卢夫人比她气势更盛,她狠辣的眼神径直压过来:

“儿媳早就说过,你要管周迟榆,儿媳不会有意见,可他一旦耽误到柏儿,就休怪儿媳对他不客气!”

“他最好是祈祷他没去云烟楼!”

老太太呼吸一紧,她意识到卢氏的态度坚决,不禁转头看向周塬贵:“榆儿可是你的亲子,你也就由着她乱来?!”

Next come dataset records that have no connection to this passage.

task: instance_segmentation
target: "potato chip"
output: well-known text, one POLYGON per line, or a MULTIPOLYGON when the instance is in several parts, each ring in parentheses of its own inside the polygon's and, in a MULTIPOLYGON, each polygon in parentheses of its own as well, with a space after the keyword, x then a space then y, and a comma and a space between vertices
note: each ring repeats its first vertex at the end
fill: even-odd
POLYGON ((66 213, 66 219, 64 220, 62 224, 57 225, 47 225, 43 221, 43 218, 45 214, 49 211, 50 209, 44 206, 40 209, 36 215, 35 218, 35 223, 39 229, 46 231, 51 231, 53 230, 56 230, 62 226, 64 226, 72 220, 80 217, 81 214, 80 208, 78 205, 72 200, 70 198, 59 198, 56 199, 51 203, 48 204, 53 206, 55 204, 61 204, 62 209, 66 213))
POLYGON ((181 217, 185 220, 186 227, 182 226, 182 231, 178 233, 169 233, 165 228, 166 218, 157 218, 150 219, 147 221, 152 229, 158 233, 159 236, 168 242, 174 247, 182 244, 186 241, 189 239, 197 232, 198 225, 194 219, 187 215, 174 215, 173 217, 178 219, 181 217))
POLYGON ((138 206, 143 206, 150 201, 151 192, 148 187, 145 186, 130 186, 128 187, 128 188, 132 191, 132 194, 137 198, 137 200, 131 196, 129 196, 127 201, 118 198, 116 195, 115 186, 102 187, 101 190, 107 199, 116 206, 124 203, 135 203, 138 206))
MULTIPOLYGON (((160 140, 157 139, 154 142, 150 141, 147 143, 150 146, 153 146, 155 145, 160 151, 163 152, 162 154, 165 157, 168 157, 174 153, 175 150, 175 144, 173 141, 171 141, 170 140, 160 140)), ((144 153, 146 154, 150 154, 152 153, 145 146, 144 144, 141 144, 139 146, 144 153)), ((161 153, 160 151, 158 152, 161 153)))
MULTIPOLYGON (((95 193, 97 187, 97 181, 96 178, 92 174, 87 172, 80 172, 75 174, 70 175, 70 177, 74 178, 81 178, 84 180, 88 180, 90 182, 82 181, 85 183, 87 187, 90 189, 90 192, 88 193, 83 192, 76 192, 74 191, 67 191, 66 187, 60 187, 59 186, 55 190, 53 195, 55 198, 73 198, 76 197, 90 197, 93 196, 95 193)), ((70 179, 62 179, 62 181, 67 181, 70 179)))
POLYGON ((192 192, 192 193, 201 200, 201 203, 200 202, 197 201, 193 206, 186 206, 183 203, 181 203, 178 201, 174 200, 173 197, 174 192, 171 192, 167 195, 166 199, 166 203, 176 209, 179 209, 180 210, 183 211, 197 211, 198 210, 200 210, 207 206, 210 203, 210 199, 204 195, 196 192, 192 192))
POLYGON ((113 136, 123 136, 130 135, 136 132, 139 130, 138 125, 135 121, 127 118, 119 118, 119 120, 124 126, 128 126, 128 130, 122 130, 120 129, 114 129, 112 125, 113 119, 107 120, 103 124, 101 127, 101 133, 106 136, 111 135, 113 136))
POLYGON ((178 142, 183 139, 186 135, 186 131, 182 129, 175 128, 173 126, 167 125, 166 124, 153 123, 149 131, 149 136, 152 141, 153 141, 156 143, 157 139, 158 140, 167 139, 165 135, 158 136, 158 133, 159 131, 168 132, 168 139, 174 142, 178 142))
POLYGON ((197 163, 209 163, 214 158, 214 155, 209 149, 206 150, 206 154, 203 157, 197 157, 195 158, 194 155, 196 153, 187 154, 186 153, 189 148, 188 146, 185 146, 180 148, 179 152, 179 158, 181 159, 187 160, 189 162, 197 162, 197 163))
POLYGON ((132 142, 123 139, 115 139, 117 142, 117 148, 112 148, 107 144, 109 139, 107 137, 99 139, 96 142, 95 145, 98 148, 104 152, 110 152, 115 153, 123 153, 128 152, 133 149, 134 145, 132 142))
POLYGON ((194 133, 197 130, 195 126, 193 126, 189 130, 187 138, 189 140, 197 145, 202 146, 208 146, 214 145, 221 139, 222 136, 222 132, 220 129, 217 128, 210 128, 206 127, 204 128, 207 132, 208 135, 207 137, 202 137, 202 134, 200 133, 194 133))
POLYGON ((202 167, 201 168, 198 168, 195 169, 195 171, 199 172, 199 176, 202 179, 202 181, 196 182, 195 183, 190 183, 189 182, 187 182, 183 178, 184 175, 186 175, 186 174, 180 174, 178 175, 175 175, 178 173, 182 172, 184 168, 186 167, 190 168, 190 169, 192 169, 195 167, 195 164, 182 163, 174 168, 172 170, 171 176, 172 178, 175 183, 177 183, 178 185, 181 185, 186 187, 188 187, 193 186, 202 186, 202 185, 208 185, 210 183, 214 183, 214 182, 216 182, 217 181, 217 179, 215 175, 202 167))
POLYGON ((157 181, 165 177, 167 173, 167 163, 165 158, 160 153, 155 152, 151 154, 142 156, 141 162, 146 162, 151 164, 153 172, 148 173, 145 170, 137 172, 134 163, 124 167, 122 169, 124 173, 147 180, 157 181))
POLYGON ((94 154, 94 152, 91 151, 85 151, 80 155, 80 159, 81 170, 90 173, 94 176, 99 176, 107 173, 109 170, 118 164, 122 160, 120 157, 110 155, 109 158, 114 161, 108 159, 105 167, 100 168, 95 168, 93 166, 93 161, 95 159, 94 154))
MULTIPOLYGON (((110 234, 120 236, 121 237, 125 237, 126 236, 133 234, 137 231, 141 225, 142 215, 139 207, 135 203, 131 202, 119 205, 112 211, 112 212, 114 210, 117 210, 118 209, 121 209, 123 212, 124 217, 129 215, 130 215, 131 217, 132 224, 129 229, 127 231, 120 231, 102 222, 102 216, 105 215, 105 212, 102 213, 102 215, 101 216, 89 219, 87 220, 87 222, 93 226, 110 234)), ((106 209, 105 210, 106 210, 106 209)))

周塬贵皱眉,觉得为了一个庶子折腾到这么晚本就是不值当,还要为此夹在母亲和妻子之间,越发不耐烦:

“娘该知道,一家和睦最忌讳的就是两种声音。”

卢夫人半点不意外周塬贵的回答。

她嫁给周塬贵这么多年,膝下庶出子女未曾间断,但她和周塬贵依旧称得上夫妻和睦,便是这一点原因——他分得清轻重。

府中后院,他说是交给她管理,多年来,便不会有一句多嘴,更不会反驳她的意见。

即便是纳妾,也会经过她的同意。

世上男子的劣根太多,她若是计较,这一辈子都要心不平气不和,相对到手的好处,她对周塬贵贪色那一点也就能睁一只眼闭一只眼。

总归她这辈子在乎的东西太多,又不是守着男人过一辈子。

卢氏也抬起头:“娘别忘了,您可不止周迟榆这一个孙子!”

老太太脸色微变,她听得出卢氏话中的威胁,周塬贵是个嫡庶分明严重的,庶出子女捆在一起在周塬贵心里也抵不过周迟柏的分量,这府上最后的继承人只会是周迟柏,而对周迟柏来说,娘亲肯定是比祖母要重要的。

老太太对周迟柏这唯一的嫡孙也是疼爱,但多年来,周迟榆在她膝下待得久一点,她难免会偏疼一点。

她往日也算有分寸,这份偏疼不会越过周迟榆,才叫府中这么多年保持安静和睦。